Promoted from 1959 J.A.F.C. & J.B.F.C.
- Drumree - (Junior & Junior 'A' Divisional Champions)
- St. Patrick's - (Junior 'A' Divisional Runners-Up)
- Millbrook - (Junior 'A' Semi-Finalists)
- Kilberry - (Junior 'A' Semi-Finalists)

==Group stage==
There are 2 groups called Group A and B. The top finisher in each group will qualify for the Final. Some results were unavailable in the Meath Chronicle.

===Group A===

| Team | Pld | W | L | D | PF | PA | PD | Pts |
|---|---|---|---|---|---|---|---|---|
| St. Patrick's | 3 | 3 | 0 | 0 | 0 | 0 | +0 | 6 |
| Slane | 3 | 2 | 1 | 0 | 0 | 0 | +0 | 4 |
| Dunshaughlin | 4 | 2 | 2 | 0 | 0 | 0 | +0 | 4 |
| Kilmainhamwood | 2 | 1 | 1 | 0 | 0 | 0 | +0 | 2 |
| Kilberry | 5 | 1 | 4 | 0 | 0 | 0 | +0 | 2 |
| Castletown | 3 | 1 | 2 | 0 | 0 | 0 | +0 | 2 |

Round 1:
- Slane 3-4, 0-4 Kilberry, Pairc Tailteann, 6/3/1960,
- Castletown 2-3, 0-3 Kilmainhamwood, Kells, 13/3/1960,
- St. Patrick's w, l Dunshaughlin, Ashbourne, 13/3/1960,

Round 2:
- Kilmainhamwood 3-9, 3-5 Kilberry, Kells, 22/5/1960,
- Dunshaughlin 3-11, 2-5 Castletown, Skryne, 29/5/1960,
- St.
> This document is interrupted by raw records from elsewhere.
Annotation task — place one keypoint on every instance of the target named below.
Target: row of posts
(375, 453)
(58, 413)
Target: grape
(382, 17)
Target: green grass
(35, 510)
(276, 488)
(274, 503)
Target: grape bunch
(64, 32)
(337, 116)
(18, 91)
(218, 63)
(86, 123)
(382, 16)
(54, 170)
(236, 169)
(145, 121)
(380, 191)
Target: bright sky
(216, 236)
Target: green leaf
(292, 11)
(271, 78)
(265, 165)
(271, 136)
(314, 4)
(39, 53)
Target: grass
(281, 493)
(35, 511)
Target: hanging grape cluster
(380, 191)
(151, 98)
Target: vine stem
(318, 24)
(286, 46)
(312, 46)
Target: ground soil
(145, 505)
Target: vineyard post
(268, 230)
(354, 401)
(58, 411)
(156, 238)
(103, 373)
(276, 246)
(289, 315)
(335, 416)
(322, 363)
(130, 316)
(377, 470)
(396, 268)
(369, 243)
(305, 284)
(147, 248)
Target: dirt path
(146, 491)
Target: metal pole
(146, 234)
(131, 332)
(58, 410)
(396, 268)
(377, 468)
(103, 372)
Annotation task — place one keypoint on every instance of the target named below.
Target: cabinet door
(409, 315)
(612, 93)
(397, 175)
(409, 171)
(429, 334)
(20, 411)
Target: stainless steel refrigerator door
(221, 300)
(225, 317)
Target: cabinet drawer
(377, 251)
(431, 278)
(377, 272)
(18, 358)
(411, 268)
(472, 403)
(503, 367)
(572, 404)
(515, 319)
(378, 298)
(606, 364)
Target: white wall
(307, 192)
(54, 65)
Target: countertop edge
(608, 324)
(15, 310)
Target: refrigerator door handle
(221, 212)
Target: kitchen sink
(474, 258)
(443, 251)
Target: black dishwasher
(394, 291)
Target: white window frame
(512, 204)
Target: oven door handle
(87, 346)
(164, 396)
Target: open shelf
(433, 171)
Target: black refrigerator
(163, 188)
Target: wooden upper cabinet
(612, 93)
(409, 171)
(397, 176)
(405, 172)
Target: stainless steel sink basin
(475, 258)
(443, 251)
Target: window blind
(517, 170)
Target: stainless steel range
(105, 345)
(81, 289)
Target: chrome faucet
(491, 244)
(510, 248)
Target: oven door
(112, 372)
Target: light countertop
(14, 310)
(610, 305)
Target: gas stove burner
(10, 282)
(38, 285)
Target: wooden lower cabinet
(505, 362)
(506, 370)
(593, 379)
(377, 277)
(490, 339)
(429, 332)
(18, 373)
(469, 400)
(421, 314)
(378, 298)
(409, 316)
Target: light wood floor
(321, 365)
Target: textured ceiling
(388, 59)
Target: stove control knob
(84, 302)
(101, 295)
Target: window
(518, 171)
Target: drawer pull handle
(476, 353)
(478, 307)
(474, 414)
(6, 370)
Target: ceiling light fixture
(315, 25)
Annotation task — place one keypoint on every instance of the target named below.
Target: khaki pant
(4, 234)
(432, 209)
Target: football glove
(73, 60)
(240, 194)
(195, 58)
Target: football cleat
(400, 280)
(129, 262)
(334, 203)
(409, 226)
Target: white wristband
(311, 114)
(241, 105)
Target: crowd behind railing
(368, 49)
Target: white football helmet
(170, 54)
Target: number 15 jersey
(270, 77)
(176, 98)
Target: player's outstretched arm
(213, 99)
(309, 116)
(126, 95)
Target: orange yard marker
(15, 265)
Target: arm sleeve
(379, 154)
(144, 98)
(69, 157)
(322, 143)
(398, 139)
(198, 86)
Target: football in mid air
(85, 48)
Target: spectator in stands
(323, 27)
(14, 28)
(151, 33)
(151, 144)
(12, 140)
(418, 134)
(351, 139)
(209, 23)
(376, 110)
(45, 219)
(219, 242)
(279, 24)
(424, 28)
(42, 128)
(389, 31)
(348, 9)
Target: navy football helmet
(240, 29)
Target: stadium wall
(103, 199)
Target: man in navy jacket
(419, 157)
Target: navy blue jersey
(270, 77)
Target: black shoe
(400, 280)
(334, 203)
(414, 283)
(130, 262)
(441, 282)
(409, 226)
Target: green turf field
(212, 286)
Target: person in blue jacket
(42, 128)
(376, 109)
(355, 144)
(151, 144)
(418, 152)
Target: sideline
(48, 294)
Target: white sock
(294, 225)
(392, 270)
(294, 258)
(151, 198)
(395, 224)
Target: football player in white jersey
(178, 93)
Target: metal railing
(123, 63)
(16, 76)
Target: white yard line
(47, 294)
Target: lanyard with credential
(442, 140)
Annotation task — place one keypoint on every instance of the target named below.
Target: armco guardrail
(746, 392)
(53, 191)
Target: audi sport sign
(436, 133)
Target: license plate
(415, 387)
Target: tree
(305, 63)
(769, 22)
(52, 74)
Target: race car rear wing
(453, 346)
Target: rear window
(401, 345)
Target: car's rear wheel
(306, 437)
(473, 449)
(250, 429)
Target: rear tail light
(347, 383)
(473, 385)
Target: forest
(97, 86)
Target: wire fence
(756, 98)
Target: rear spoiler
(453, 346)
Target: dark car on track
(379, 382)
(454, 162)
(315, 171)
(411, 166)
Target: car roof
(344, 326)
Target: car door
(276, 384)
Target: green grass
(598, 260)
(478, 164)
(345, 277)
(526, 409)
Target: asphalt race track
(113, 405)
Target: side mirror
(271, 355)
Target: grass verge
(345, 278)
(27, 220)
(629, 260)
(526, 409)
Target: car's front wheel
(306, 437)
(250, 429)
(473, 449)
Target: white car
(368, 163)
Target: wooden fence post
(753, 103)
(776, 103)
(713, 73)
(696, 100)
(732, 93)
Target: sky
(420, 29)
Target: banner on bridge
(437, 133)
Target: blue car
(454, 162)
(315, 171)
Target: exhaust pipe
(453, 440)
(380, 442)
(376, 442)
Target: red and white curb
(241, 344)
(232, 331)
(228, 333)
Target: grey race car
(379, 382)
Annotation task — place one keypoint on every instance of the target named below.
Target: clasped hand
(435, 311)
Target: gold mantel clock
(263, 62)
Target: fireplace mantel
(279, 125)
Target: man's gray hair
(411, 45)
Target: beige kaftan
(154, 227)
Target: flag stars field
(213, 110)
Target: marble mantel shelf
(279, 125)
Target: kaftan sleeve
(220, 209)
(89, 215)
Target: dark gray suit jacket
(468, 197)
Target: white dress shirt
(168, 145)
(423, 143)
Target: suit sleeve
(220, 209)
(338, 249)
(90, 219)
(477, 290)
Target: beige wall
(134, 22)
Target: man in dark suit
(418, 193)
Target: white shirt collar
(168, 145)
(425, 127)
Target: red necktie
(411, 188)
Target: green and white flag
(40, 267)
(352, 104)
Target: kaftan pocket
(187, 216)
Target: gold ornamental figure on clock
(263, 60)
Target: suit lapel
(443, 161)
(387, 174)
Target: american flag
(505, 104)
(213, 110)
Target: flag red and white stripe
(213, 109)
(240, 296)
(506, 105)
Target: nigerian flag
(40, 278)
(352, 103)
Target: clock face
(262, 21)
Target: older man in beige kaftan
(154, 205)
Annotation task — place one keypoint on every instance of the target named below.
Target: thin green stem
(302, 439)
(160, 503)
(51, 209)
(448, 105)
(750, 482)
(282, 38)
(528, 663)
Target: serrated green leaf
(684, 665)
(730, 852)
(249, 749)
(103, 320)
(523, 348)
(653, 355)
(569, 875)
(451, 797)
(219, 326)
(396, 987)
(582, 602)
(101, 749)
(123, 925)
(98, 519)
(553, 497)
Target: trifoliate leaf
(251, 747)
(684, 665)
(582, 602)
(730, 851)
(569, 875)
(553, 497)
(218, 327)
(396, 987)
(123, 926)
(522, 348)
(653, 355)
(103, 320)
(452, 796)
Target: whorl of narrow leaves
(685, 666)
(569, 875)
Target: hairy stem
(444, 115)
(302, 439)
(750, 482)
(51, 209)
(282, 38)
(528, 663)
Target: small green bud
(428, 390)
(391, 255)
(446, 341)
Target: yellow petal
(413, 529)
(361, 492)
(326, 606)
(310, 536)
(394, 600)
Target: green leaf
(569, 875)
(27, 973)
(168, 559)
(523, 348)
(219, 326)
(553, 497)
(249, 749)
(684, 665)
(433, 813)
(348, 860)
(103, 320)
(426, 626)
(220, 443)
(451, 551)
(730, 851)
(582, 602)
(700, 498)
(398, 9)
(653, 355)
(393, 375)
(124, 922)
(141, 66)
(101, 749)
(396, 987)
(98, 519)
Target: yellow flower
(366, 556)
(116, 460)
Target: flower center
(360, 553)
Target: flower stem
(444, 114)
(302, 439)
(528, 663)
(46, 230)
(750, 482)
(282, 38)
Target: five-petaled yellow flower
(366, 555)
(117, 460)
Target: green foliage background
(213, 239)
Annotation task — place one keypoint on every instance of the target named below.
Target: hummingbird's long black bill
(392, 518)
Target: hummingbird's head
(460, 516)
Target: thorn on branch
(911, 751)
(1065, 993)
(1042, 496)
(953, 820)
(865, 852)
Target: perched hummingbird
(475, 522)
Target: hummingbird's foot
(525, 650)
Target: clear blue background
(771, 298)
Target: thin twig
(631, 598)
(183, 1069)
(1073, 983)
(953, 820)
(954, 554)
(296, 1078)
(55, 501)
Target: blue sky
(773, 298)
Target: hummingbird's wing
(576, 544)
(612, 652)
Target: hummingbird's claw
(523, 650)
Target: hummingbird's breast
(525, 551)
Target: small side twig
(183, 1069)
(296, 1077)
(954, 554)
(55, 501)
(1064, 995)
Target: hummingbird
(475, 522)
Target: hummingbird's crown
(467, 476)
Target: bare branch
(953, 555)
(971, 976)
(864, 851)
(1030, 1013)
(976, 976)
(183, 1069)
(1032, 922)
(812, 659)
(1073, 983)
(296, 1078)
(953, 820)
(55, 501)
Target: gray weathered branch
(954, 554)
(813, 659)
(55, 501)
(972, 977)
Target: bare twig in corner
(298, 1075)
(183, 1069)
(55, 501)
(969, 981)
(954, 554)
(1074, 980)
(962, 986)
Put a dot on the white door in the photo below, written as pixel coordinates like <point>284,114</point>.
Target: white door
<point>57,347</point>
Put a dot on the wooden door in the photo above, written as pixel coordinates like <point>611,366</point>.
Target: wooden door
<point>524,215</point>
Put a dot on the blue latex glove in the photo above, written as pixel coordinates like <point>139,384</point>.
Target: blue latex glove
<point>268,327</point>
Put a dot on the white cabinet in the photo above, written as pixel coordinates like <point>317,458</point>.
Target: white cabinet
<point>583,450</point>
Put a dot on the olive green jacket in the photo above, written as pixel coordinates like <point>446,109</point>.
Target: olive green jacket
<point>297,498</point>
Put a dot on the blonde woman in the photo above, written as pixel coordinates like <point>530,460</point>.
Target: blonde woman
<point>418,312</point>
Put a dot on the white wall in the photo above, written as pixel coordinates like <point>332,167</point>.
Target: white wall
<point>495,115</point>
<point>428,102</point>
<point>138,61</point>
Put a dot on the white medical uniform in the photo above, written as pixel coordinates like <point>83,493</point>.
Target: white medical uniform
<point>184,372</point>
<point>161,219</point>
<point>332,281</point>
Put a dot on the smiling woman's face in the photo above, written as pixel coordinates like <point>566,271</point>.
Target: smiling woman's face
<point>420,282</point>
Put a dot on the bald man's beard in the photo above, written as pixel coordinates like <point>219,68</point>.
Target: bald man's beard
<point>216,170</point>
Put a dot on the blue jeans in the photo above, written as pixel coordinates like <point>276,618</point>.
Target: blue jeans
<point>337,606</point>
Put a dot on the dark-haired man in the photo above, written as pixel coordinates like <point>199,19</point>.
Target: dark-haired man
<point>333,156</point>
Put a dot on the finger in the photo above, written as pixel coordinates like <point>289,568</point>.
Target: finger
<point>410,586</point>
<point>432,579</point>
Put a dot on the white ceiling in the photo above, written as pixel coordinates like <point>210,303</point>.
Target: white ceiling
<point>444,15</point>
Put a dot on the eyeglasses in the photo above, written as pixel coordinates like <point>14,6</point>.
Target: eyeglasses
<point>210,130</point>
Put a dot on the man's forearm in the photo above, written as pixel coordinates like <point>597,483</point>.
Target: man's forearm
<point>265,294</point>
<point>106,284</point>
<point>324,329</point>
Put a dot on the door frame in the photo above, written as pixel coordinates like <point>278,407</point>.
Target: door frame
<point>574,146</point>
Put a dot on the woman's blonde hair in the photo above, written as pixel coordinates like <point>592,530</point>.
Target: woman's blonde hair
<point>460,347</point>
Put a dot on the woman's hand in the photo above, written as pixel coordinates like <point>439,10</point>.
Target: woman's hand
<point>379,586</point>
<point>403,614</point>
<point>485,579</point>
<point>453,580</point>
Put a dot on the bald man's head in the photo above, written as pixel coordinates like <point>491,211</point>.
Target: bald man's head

Patrick's 3-8, 0-6 Slane, Pairc Tailteann, 18/9/1960,

Round 3:
- St. Patrick's -vs- Castletown, Lougher, 5/6/1960,
- Kilmainhamwood -vs- Slane, Castletown, 26/6/1960,
- Dunshaughlin w, l Kilberry, Kilmessan, 24/7/1960,

Round 4:
- St. Patrick's -vs- Kilmainhamwood, Pairc Tailteann, 17/7/1960,
- Kilberry 1-6, 2-1 Castletown, Kells, 31/7/1960,
- Slane 1-8, 0-7 Dunshaughlin, Skryne, 21/8/1960,

Round 5:
- St. Patrick's w, l Kilberry, Skryne, 21/8/1960,
- Kilmainhamwood -vs- Dunshaughlin,
- Slane -vs- Castletown,

===Group B===

| Team | Pld | W | L | D | PF | PA | PD | Pts |
|---|---|---|---|---|---|---|---|---|
| Athboy | 5 | 4 | 0 | 1 | 0 | 0 | +0 | 9 |
| Drumree | 5 | 4 | 1 | 0 | 0 | 0 | +0 | 8 |
| Ballinabrackey | 5 | 3 | 1 | 1 | 0 | 0 | +0 | 7 |
| Millbrook | 5 | 2 | 3 | 0 | 0 | 0 | +0 | 4 |
| Fordstown | 5 | 1 | 4 | 0 | 0 | 0 | +0 | 2 |
| Carlanstown | 5 | 0 | 5 | 0 | 0 | 0 | +0 | 0 |

Round 1:
- Athboy 3-6, 1-3 Fordstown, Pairc Tailteann, 6/3/1960,
- Millbrook 1-6, 0-4 Carlanstown, Kells, 13/3/1960,
- Drumree w, l Ballinabrackey, Trim, 13/3/1960,

Round 2:
- Millbrook 0-9, 0-5 Fordstown, Kells, 3/4/1960,
- Drumree w, l Carlanstown, Dunderry, 26/6/1960,
- Ballinabrackey 1-5, 1-5 Athboy, Kildalkey, 3/7/1960,

Round 3:
- Fordstown 2-1, 0-4 Carlanstown, Kells, 17/7/1960,
- Athboy 1-5, 0-7 Drumree, Kilmessan, 24/7/1960,
- Ballinabrackey w, l Millbrook, Kildalkey, 24/7/1960,

Round 4:
- Drumree 1-10, 2-5 Millbrook, Pairc Tailteann, 28/8/1960,
- Ballinabrackey w, l Fordstown,
- Athboy w/o, scr Carlanstown,

Round 5:
- Athboy 1-8, 1-4 Millbrook, Kells, 18/9/1960,
- Ballinabrackey w/o, scr Carlanstown,
- Drumree w/o, scr Fordstown,

==Final==
- Athboy 2-7, 1-3 St. Patrick's, Pairc Tailteann, 16/10/1960.